As with most celebrity-focused shows, the quality of “MTV Cribs'” episodes is determined by the individual stars in question, but there are some genuine gems, especially for their respective fans. MTV gave the series a full revival in 2021 after bringing the show to other platforms in the interim. The show would also get imitators of its own, including “The LEGO Batman Movie” memorably riffing on “MTV Cribs.” A peek into the domesticity of some of the most popular figures of the era, “MTV Cribs” is a fun exploration of how these famous faces define home.
1. Jackass
The 2000s MTV series that continues to have a flourishing legacy beyond the cable channel is the stunt and prank-filled reality show “Jackass.” Created by Jeff Tremaine, Spike Jonze, and Johnny Knoxville, the series has Knoxville and his crew as they carry gags and self-flagellating acts on themselves, often in public. These ranged from simple stunts, like various skateboarding tricks, to more elaborate setups, including cast members being shot from giant cannons. Knoxville and his merry men carried no shame, with the humor derived from this obvious painful and gross-out results, usually accompanied with them giggling in glee.

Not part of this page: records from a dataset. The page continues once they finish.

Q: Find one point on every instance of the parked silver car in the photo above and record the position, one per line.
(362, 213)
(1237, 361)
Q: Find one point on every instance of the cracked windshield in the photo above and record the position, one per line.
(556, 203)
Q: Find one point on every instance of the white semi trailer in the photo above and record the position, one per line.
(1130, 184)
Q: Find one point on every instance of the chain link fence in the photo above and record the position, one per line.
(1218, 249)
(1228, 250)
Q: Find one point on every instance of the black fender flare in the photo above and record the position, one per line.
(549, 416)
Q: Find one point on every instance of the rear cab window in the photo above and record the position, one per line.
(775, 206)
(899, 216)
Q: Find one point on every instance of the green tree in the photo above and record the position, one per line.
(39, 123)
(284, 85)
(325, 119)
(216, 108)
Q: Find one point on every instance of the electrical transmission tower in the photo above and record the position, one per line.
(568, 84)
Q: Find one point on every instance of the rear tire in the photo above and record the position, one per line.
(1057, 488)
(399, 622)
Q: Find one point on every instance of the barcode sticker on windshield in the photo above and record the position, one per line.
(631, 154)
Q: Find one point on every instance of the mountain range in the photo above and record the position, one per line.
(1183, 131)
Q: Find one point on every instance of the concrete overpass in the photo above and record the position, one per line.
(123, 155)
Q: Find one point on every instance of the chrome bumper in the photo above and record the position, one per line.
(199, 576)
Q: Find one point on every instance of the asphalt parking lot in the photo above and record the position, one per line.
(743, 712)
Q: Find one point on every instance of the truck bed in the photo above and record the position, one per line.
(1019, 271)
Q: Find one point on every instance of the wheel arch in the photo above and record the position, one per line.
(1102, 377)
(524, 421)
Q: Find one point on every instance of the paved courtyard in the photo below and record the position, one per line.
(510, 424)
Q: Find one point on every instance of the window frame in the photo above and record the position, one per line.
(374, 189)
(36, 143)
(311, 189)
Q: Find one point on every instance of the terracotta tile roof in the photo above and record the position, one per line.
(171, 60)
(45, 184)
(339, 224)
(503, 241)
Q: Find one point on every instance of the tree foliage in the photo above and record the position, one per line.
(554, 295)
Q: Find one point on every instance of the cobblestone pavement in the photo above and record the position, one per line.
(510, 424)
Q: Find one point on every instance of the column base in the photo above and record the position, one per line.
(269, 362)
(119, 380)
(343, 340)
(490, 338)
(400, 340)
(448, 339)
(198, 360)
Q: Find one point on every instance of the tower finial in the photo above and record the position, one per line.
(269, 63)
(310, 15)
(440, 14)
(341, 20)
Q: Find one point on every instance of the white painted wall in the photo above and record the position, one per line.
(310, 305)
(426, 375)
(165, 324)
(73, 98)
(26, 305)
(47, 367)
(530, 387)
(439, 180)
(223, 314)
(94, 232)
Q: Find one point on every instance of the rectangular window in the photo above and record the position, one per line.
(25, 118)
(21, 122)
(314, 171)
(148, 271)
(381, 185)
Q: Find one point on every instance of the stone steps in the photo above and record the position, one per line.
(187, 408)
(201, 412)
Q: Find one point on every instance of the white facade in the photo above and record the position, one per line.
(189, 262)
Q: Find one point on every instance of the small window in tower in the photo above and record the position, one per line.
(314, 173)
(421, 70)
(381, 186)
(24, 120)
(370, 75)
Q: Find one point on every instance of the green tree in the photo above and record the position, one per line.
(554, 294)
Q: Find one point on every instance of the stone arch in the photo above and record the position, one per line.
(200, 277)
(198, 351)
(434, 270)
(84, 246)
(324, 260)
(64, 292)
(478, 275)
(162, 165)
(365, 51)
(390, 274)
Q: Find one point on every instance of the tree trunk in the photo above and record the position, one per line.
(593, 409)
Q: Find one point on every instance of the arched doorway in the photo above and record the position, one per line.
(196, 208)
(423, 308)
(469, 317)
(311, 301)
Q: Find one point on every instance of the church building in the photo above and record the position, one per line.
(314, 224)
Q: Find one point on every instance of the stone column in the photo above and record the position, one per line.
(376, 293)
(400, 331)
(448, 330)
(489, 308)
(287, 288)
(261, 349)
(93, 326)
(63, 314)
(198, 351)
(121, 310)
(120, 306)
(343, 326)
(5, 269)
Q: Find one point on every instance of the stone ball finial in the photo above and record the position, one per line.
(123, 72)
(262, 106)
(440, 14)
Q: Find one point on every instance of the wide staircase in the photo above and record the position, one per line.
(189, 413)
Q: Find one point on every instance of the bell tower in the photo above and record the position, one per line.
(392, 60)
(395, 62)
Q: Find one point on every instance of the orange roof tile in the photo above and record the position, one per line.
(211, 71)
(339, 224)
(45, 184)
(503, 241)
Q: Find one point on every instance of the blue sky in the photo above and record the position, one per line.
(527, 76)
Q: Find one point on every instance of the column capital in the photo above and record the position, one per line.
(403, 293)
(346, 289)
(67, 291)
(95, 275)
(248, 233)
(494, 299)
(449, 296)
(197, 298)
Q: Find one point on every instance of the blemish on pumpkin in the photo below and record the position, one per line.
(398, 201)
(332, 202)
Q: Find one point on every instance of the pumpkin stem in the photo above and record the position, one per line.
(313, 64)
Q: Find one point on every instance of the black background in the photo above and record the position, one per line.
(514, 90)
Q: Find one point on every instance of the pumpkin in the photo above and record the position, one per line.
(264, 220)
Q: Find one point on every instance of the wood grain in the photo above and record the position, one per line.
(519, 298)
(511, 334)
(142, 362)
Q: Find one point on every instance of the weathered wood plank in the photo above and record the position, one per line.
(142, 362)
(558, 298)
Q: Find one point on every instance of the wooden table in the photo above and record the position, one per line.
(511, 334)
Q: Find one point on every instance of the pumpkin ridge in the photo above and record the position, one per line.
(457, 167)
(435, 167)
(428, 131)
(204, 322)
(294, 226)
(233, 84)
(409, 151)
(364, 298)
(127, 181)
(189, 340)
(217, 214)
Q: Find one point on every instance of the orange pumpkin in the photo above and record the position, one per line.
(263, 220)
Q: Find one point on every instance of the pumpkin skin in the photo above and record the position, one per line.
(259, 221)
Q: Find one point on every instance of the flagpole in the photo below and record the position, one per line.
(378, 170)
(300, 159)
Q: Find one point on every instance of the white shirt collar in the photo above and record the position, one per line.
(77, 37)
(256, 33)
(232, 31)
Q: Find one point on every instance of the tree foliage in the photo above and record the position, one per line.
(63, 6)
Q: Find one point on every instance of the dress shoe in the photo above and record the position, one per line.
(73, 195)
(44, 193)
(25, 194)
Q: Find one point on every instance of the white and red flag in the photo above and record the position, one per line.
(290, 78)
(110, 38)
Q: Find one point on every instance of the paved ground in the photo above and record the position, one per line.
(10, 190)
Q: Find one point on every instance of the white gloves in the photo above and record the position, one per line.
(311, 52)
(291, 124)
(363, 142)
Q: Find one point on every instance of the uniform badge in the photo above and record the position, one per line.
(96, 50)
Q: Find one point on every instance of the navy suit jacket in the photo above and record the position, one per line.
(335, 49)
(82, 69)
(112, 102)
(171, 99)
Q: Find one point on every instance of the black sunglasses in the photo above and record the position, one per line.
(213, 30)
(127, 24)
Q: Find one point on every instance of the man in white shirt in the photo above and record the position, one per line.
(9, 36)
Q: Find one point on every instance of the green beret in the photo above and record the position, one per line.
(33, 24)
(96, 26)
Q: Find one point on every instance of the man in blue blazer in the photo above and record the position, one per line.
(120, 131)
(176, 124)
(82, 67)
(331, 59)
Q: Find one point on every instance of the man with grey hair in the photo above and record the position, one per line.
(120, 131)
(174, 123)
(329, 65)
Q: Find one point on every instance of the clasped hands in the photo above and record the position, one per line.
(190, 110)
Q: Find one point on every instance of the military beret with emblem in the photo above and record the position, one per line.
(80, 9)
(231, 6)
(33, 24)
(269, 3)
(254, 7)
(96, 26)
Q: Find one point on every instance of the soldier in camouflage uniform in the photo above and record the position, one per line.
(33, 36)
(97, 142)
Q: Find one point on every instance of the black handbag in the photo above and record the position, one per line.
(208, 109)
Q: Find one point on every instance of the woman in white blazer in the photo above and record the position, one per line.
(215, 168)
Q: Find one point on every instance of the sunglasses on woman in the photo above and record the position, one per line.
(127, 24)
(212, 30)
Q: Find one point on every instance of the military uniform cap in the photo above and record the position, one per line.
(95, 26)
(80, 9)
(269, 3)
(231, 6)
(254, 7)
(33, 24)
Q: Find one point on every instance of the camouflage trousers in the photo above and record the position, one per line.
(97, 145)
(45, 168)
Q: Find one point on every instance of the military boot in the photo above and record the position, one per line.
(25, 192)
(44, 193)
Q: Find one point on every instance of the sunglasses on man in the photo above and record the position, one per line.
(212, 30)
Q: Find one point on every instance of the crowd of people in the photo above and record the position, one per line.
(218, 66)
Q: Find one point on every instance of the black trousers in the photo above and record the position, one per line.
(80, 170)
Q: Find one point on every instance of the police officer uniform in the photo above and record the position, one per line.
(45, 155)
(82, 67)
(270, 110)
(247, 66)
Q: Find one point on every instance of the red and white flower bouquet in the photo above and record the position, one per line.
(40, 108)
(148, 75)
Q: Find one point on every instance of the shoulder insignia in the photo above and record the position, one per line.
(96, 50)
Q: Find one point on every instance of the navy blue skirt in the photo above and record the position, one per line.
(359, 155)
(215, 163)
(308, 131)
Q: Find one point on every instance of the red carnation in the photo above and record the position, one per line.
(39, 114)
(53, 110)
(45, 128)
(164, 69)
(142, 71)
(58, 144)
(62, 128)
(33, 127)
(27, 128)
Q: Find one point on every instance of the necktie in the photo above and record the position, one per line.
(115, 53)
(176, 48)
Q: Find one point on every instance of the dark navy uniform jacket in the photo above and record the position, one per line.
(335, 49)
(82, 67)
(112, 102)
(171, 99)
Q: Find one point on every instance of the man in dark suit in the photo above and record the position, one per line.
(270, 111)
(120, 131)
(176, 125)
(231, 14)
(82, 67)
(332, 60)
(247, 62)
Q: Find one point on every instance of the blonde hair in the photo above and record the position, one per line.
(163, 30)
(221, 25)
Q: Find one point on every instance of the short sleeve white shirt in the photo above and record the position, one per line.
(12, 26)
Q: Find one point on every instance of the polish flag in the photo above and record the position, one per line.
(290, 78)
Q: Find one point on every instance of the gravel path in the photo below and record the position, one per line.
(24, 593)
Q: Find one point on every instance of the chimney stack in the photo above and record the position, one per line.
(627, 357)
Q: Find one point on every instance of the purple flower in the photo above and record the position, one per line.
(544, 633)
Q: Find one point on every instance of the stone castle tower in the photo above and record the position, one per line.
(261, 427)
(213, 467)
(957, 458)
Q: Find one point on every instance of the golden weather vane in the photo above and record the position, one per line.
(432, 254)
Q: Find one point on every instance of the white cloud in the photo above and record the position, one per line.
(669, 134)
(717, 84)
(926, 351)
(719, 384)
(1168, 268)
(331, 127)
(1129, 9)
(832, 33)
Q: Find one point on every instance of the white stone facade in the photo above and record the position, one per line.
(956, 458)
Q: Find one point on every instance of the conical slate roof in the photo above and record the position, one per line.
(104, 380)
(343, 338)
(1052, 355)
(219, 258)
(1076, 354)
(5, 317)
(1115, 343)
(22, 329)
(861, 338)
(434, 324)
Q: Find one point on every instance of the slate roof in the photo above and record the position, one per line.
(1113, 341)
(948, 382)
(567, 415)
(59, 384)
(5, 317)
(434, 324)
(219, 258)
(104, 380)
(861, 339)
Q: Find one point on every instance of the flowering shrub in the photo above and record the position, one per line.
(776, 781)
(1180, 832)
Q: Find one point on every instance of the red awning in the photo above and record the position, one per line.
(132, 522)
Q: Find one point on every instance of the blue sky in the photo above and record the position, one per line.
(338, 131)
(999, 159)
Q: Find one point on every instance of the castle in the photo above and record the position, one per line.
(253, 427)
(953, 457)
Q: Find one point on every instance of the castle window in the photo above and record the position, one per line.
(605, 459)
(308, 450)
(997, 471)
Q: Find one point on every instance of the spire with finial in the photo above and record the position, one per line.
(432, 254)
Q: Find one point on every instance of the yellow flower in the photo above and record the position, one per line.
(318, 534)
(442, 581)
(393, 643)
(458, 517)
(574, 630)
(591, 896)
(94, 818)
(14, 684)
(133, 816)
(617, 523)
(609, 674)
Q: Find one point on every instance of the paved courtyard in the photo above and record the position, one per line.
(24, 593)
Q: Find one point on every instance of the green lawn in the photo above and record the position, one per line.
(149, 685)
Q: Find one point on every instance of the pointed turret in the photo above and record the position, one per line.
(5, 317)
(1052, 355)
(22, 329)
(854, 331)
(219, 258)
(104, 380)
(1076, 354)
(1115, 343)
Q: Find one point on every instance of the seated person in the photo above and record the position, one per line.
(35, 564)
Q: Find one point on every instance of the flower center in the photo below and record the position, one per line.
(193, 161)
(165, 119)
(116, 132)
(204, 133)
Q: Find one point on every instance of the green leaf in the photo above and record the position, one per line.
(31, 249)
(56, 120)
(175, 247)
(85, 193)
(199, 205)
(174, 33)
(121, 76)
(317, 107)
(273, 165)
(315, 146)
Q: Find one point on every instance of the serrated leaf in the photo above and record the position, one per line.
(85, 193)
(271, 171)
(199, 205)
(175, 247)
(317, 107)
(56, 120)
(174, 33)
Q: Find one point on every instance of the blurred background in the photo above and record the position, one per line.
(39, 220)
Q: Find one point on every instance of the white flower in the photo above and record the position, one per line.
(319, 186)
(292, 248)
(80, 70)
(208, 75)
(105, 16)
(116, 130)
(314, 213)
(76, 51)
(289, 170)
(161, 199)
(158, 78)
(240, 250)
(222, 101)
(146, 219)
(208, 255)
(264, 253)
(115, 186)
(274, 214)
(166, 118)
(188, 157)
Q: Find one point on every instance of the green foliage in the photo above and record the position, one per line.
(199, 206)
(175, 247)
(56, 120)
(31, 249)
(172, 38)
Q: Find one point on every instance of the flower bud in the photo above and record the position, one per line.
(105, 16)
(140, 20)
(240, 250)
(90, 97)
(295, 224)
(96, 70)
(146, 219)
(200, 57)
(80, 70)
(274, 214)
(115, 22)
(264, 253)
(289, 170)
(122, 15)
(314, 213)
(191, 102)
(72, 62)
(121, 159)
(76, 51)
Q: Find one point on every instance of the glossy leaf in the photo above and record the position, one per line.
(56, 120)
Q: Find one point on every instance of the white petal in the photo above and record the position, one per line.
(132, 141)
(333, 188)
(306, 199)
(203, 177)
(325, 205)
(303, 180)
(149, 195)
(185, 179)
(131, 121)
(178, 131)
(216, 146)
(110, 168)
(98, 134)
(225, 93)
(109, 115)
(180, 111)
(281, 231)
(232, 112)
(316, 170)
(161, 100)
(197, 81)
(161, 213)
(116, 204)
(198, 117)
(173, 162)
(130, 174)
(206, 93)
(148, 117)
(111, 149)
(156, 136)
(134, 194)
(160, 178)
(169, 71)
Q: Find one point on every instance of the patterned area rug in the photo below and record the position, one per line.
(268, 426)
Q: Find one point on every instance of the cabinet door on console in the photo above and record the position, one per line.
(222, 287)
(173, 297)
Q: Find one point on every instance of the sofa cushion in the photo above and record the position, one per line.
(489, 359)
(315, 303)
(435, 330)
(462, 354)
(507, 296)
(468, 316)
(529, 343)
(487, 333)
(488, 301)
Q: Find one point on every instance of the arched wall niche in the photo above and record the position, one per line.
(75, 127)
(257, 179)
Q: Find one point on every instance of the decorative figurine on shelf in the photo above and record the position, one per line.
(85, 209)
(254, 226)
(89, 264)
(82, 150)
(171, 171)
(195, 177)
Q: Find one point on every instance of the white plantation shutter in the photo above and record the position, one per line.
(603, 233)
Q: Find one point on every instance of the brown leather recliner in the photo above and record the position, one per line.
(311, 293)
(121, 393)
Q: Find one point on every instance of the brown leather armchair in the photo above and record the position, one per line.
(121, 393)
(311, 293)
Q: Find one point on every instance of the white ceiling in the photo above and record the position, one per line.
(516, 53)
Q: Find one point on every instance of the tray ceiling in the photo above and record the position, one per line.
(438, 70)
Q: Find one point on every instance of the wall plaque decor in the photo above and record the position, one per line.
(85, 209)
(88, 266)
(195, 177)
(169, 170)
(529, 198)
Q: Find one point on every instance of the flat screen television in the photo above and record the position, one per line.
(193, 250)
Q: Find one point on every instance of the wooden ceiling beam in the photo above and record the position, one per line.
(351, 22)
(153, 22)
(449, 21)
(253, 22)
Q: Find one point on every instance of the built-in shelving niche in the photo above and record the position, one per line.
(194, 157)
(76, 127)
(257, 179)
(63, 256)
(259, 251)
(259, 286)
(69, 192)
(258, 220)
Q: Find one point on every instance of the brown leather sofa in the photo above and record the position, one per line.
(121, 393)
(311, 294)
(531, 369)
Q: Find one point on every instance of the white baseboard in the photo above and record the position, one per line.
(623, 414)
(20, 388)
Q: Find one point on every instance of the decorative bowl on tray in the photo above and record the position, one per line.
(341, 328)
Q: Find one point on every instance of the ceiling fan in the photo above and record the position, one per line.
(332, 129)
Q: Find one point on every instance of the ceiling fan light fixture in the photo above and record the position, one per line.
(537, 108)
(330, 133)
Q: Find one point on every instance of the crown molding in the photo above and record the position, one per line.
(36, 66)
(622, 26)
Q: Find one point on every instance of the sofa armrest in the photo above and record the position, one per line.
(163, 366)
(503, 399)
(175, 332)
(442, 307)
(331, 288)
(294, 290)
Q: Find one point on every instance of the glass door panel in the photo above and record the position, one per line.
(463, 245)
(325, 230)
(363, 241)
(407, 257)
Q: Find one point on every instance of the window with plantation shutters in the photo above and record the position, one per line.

The show evoked the slapstick appeal skating videos had relied on for years, but packaged in bite-sized skits with that broadly entertained on a primal level. “Jackass,” in its original form, only ran with new episodes on MTV from October 2000 to August 2001, producing 25 episodes in all. After the show’s conclusion, “Jackass” has produced a line of movies making box office waves as it takes its signature inanity to the big screen. At the end of the day, “Jackass” understood that dudes rock on an intuitive level, celebrating the nonsensical antics that men get into just because.